The paper, published in the Journal of Wind Engineering and Industrial Aerodynamics, was written by Claude Abiven, Senior Technical Manager of Natural Power France; Oisin Brady, Director of Natural Power France; and Dr. Jose Palma from the University of Porto. In the paper, High-Frequency Field Measurements and Time Dependant Computational Modeling for Wind Turbine Siting, spectral analyses of the simulations show a model accurately reproducing frequencies recorded at the mast. These frequencies were then linked to a physical phenomenon using a technique (Empirical Orthogonal Functions) not often used in the wind-power community. The method allows characterizing complex flow structures such as zones of recirculation based on a single-mast measurement.
The work was based on high-frequency wind data from a complex site on the west coast of Scotland. Spectral analyses carried out on this dataset and showed the existence of complex-flow phenomena including turbulence, vortex shedding, and direction veer that changed rapidly over short time scales. CFD (Computational Fluid Dynamics) modeling was carried out using the Ventos CFD wind-flow model in time-dependent mode, a feature the software developer says is not readily available in other CFD packages. CFD modeling showed the complex and transient flows the result of complex terrain. The software accurately mapped the flows across the site, away from the measurement location.

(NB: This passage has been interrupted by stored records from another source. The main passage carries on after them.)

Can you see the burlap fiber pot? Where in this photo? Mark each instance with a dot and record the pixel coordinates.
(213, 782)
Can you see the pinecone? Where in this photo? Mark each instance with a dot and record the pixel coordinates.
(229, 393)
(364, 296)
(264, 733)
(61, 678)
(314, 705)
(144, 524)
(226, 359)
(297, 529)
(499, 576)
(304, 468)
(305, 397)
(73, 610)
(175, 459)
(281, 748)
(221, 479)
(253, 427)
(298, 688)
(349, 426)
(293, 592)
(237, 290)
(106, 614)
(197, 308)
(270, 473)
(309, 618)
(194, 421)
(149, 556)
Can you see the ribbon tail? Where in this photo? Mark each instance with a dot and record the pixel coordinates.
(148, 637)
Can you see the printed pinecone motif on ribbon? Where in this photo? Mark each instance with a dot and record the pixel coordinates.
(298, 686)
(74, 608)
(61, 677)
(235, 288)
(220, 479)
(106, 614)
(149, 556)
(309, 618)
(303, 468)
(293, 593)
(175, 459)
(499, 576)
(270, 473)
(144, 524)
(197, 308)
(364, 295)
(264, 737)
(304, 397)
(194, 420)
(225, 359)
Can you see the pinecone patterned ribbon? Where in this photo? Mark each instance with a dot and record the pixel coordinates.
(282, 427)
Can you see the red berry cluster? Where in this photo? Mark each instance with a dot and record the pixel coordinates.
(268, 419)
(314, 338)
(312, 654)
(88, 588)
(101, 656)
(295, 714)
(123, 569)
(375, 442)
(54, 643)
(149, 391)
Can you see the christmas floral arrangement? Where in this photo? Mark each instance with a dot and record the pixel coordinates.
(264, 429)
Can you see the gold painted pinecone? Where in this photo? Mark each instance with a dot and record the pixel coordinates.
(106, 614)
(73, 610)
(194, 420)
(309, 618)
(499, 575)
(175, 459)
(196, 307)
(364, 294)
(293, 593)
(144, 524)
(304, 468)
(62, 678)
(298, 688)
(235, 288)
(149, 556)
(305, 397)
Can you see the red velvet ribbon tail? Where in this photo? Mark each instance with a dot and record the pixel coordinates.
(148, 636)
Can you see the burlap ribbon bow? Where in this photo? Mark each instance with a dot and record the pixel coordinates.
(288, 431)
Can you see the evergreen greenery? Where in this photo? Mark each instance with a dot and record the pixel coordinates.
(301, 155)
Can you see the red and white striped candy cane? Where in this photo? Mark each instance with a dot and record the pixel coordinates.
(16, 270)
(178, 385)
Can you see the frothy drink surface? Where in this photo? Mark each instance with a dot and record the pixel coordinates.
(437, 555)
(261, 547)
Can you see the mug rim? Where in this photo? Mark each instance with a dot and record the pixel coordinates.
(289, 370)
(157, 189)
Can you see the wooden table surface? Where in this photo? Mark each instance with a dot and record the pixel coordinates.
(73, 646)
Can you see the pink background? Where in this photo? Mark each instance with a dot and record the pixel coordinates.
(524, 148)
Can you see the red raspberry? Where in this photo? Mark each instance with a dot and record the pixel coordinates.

To give a sample of detail possible from the software, consider the situation the authors presented. A steady-state solution for northerly winds over the site contained two large vortices downwind of hill B in the accompanying four-panel image. The vorticies are likely to detach and be advected by the flow towards the mast. A frame-by-frame analysis in the accompanying image is of a 7,000 second, time-dependent calculation. It reveals that the north-east (top-right) vortex spreads south before a new and smaller vortex originates east of the site, with a lifetime of 500 to 700 sec. What remains of the original north-east vortex slowly regains strength before the same process starts again. A complete cycle takes about 1,000 sec. Another steady-state formulation of atmospheric calculations suggests converge to one of the many possible solutions delivered by a time-dependent formulation (One is presented in the four-panel image) and therefore provides a largely limited view of the wind flow. The four-panel sequence is a situation of separated flow, a real-life 3D case in which the onset of separation cannot be determined with simple rule-of-thumb guidance, derived from linear models of wind flow over 2D hills.